What these commitments involve Yovel spells out through an analysis of the two most famous dicta of the Preface: "everything depends on comprehending and expressing the true not as substance, but equally also as subject" (95); and "the true is the whole" (102). With respect to the first, Yovel argues that it involves an ontological claim about the nature of being or reality, namely, that it is not static but develops in subject-like fashion by negating, differentiating, and positing itself. It is difficult not to see this, however, as a return to pre-Kantian metaphysics or at least to Schellingian pantheism. But Yovel further argues that being or reality has this subject-like character precisely because it is constituted by human activity and knowledge. It is spirit, not nature, that develops through negation, differentiation, and self-particularization. This seems right, but it also seems to blur the distinction between Yovel's "ontological" reading of Hegel and the post-Kantian, nonmetaphysical reading of Hegel he putatively rejects. If there is a weakness in Yovel's account, it is that it does not engage the issues raised by the post-Kantian reading of Hegel in sufficient detail or depth.

One of the most helpful things Yovel does in both his introduction and his commentary is to bring out the implicit targets of Hegel's polemical attacks in the Preface. The Phenomenology marks a crucial turning-point in the history of German idealism -- Yovel calls it "a document of divorce" (45) -- and in the Preface Hegel incisively highlights his fundamental differences with his predecessors Fichte, Schelling, and Hölderlin. I have already said something about Hegel's rejection of Schelling's and Hölderlin's romantic understanding of absolute knowledge in terms of intellectual intuition, but his criticism of Fichte's subjective idealism is equally important. Though Hegel credits Fichte with being the first to go beyond Kant's merely critical idealism and to establish philosophy on an absolute and scientific basis, he ultimately criticizes him for applying his principle of self-identity, the famous I=I, in a completely formalistic way. In Fichte, self-identity is merely "the shapeless recurrence of the same, which is applied externally to diverse materials," instead of "a richness that flows out of itself, and a self-determining differentiation of shapes" (90-91). In other words, Fichte conceives of the absolute as an abstract, rather than a concrete, universal.

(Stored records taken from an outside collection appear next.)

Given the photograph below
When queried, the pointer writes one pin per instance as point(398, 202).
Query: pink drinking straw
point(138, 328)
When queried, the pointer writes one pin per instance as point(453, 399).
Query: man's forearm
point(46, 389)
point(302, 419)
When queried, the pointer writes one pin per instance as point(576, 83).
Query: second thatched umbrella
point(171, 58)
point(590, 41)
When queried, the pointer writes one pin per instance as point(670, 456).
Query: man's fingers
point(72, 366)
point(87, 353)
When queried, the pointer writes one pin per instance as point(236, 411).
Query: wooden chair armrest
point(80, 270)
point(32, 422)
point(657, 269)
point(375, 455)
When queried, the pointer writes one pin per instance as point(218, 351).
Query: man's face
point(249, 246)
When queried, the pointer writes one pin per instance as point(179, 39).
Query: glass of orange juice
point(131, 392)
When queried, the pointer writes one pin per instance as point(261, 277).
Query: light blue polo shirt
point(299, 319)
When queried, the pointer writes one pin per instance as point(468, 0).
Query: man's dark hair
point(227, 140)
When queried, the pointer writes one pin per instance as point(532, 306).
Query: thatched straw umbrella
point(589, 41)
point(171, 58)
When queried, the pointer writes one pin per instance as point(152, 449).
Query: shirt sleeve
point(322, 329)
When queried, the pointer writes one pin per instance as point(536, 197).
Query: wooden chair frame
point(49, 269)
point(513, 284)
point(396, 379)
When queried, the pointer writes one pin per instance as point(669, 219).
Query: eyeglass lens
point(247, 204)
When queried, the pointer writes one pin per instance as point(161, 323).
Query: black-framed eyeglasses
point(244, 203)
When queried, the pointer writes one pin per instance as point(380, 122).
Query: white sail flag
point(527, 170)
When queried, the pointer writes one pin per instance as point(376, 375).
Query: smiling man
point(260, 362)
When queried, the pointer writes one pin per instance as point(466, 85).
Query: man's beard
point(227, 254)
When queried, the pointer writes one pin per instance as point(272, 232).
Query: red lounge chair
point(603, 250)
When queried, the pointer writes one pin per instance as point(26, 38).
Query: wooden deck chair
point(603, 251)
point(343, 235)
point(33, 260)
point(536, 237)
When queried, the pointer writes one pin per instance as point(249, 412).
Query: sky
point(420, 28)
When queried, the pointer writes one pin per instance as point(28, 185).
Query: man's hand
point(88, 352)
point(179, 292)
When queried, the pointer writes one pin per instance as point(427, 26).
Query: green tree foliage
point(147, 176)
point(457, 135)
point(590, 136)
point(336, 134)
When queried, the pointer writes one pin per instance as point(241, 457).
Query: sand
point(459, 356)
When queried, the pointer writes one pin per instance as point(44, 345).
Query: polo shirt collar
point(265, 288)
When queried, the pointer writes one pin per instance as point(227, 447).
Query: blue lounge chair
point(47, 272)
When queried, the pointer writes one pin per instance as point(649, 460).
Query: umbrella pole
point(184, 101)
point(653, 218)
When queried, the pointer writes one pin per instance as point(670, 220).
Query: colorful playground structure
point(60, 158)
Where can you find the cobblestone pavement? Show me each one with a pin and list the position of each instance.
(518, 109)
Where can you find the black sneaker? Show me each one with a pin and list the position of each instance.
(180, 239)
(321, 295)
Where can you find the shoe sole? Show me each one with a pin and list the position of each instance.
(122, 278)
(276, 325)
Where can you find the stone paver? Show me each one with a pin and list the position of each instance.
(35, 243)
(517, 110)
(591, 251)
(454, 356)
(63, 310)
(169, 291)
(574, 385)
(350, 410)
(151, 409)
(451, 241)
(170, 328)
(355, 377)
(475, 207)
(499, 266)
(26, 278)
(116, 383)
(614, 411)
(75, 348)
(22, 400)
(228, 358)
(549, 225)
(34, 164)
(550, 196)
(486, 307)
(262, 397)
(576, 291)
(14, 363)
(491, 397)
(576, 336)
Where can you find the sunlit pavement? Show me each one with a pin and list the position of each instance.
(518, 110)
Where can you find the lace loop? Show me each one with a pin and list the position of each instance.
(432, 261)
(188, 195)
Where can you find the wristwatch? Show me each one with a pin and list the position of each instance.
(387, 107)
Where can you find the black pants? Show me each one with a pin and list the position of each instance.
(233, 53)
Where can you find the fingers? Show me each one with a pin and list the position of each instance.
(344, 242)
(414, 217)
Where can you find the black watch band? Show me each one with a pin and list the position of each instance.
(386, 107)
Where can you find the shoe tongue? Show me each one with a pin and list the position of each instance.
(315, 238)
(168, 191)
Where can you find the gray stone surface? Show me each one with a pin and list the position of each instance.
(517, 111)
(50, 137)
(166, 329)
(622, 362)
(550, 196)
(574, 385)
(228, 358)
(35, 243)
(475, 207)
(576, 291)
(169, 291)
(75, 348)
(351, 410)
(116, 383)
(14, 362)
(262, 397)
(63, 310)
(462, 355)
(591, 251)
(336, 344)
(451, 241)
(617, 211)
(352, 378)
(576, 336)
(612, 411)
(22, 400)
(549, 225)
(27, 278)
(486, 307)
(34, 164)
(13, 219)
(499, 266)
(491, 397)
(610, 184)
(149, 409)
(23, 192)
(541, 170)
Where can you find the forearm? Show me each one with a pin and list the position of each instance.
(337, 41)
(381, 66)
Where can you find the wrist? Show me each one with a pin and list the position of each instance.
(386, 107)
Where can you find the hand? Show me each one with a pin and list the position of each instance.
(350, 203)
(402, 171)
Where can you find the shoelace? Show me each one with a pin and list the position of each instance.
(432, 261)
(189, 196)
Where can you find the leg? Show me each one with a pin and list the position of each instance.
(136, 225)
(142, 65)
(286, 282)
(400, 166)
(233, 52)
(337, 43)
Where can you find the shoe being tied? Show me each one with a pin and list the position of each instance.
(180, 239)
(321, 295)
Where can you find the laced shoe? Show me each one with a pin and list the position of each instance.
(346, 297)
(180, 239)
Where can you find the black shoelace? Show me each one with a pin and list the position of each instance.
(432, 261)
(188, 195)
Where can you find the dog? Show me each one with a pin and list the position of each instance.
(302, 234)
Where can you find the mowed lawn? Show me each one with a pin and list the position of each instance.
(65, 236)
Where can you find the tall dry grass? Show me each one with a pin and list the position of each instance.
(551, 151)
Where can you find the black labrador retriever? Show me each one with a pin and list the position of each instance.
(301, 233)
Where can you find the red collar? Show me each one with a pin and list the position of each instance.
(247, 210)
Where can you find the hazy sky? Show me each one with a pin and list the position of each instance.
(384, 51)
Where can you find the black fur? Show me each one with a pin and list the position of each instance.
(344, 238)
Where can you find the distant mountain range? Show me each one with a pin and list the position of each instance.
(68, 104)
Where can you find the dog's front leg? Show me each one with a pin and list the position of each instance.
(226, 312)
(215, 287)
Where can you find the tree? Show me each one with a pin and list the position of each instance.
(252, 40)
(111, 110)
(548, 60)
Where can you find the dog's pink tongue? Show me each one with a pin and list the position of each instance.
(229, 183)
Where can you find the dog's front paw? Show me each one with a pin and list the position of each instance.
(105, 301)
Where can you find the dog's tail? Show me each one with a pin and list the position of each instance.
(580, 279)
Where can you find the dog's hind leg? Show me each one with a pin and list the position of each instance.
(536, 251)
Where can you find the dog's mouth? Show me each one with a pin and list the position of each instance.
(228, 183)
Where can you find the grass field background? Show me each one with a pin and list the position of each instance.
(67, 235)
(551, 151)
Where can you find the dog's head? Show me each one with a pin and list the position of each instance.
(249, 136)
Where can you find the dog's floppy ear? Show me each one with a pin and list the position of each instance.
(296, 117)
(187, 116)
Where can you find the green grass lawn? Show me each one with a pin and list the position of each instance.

Fichte, Schelling, Hölderlin, and Hegel all saw themselves as completing the revolution in philosophy inaugurated by Kant. To what extend did they succeed? In the final section of his introduction, Yovel considers this question specifically with respect to Hegel. Hegel's crucial departure from Kant lies in his rejection of the latter's insistence on the finitude of human reason. Yovel ultimately finds it hard to follow Hegel in this regard, siding instead with Kant's "more sober, profound, secular, and disillusioned view of the human (and modern) condition" (57). This judgment reflects the objectivity and evenhandedness of Yovel's approach to Hegel throughout the text. "A fair historian of philosophy," he writes, "must recognize that the metaphysics of absolute spirit was essential to Hegel's own project, even if it is incongruent with the aims of many who are otherwise deeply indebted to him" (57). If Hegel is to remain a vital and indispensable philosopher for us -- and Yovel believes he certainly should -- we must be careful to avoid his claims to absolute knowledge, to totality, infinity, and closure. "The result will be a free, historicized, and semidialectical philosophizing" that accepts "human finitude and contingency, the lack of a final synthesis." Such philosophizing may not correspond exactly to the historical Hegel, but -- as Yovel justly comments -- neither would it "have been possible without him" (61-62).